Puede que las bolsitas sean biodegradables, pero tienen un proceso de degradación, que no es inmediato, y el problema es que, al momento en que se tira (en las coladeras), ya nos puede generar un problema de taponamiento en la red”, apuntó.

El impacto no es menor si se considera que en la capital hay más de 140 mil perros de compañía, muchos de los cuales son paseados diariamente en espacios públicos.

La situación se agrava cuando, a pesar de que sus dueños recogen las heces, desechan las bolsas en la vía pública o en las coladeras, advirtió Ana Villagrán, titular de la Agencia de Atención Animal.

Con esta acción se está incumpliendo con la Ley General de Cultura Cívica (que establece la obligación de recoger las heces de los animales y hacer un manejo adecuado) y mucha gente cree que, echándola a la coladera es un buen mecanismo para cumplir”, indicó.

Si se desea echar los residuos fecales a las coladeras, deben ir sin bolsa, porque muchas bolsas, aunque son biodegradables, no se degradan de manera inmediata”.

Manejo adecuado

 

Con el fin de prevenir enfermedades y reducir el impacto ambiental, Villagrán recordó que la Secretaría del Medio Ambiente (Sedema) cuenta con un protocolo para el manejo adecuado de las heces de mascotas.

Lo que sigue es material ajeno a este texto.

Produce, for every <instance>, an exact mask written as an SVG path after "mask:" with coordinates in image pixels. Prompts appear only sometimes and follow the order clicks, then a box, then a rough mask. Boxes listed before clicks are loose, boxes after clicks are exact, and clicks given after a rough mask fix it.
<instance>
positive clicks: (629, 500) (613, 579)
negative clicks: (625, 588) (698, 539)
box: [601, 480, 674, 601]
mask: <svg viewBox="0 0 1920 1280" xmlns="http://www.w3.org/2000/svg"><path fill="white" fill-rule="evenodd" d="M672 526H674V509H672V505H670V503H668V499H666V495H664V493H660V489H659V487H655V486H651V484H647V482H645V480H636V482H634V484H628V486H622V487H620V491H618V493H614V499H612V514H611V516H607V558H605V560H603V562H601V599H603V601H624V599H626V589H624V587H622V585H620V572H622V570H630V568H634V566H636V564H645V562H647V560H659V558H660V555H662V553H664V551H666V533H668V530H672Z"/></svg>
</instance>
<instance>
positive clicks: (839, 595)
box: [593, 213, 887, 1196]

Tanto en casa como en espacios públicos, se recomienda el uso de papel higiénico o un recogedor especial. En casa, el papel con las heces puede depositarse directamente en el inodoro.

En la vía pública, si el sistema pluvial lo permite y la coladera no está obstruida, puede depositarse ahí.

En caso de usar bolsas compostables, estas deben contar con certificación NOM-025-SEDEMA-2020 o NACDMX-010-AMBT-2019 y deben depositarse en los botes grises, destinados a residuos orgánicos.

Éstas son enviadas a los centros de composta que operan tanto las alcaldías como la Sedema.

Villagrán reconoció que el procesamiento de heces para generar composta aún es incipiente: sin embargo, destacó el programa Patitas que Nutren, en el Parque Nacional Fuentes Brotantes, en Tlalpan.

Iniciado en 2022, este programa utiliza 12 recolectores para recoger heces, que luego se procesan como composta, utilizada en áreas verdes del parque.

La funcionaria adelantó que ya se trabaja en un programa para incentivar la instalación de centros de composta similares en todas las alcaldías.